Carbs are not the worst!
Carbohydrates get a bad rap! But not all carbohydrates are created equal. Carbohydrates are actually the body’s chief source of energy, being the easiest micronutrient to absorb as they convert quickly into glucose for energy for the body to use.
But depending on what type of carbohydrate we eat the body can absorb glucose rapidly or have a slower sustained release. Unless we need to suddenly sprint for the bus then a slower release of energy is better for our bodies. That’s’ why it is best to go for complex carbohydrates rather than simple. Choosing a slower release carbohydrate will ensure balanced blood sugars, hormones, help to feel full longer and less likely to crave simple carbohydrates.
|Include Complex Carbohydrates||Avoid Simple carbohydrates|
|Whole grains - spelt, sourdough, rye||Breads made from white flour|
|Gluten free grains - quinoa, brown rice, wild rice, buckwheat||White rice|
|Starchy vegetables - sweet potato, pumpkin, beetroot, potato – careful portion size (fist)||Pasta made from white refined flour|
|Oats, barley||Pastries, crisps, baked goods made from white refined flours|
|Low GI fruit – berries, citrus fruits, stone fruits - pears, apples||Most packaged cereals|
|Beans, legumes, lentils||Chocolate|
What are carbohydrates important for?
- Fuel the work of most of the body’s cells
- Key source of dietary fibre
- Promotes optimal centre nervous system (brain and CNS need a continuous supply glucose to function effectively)

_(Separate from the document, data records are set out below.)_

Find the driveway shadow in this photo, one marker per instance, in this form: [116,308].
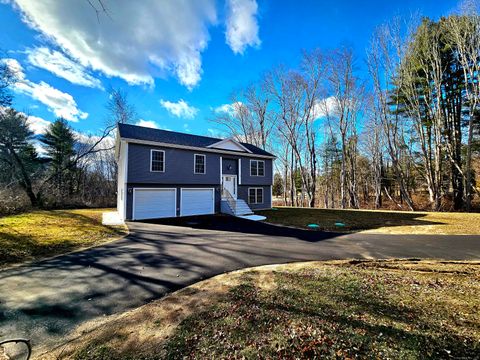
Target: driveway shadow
[238,225]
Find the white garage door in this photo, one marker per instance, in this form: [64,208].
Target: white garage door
[154,203]
[197,202]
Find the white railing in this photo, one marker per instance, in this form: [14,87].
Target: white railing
[230,199]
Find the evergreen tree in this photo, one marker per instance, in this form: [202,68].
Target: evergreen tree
[18,157]
[59,141]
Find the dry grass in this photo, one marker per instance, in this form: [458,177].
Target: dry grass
[378,221]
[39,234]
[340,309]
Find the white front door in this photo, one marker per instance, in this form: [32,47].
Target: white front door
[230,184]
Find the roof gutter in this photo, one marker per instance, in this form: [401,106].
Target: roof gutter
[186,147]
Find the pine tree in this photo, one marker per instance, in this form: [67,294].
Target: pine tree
[17,155]
[59,141]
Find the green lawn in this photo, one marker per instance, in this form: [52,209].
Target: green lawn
[389,222]
[40,234]
[326,310]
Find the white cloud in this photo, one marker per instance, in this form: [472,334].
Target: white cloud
[147,123]
[135,41]
[242,25]
[179,109]
[37,124]
[230,109]
[60,65]
[60,103]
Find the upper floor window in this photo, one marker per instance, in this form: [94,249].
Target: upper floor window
[199,164]
[257,168]
[157,160]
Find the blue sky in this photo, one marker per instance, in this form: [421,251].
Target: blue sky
[177,60]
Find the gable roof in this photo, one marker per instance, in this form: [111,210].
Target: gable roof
[229,144]
[134,132]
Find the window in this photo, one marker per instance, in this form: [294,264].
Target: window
[157,161]
[255,195]
[257,168]
[199,164]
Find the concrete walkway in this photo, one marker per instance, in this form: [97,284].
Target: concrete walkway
[46,300]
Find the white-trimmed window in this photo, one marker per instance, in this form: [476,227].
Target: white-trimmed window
[199,164]
[255,195]
[157,161]
[257,168]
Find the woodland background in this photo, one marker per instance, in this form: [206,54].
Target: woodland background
[405,136]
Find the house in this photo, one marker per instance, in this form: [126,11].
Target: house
[166,174]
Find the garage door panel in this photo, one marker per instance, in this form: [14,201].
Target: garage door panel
[197,202]
[154,203]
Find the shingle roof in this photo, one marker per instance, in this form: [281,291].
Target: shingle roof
[172,137]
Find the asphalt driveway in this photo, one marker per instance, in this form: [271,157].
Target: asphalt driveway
[45,300]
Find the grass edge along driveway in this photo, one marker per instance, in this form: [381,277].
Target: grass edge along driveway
[45,233]
[335,309]
[377,221]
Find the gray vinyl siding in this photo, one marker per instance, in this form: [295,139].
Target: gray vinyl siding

- Needed for serotonin (feel happy hormone)
- Can help weight loss
To boost fertility the best carbohydrates are complex carbohydrates especially vitamin packed vegetables. Load up on vegetables such as asparagus, cabbage, dark leafy greens, all lettuce, peppers, fennel, courgettes, cucumber, celery, mushrooms, onions, garlic, leeks, radish, rocket, tomato, green beans, seaweed, aubergine, brassica vegetables (these need to be cooked well if any thyroid issues as goitrogen vegetables can interfere with thyroid). Starchy vegetables include but careful portion size. Include sweet potato, sweetcorn, peas, parsnip, squash, beetroot, and carrots.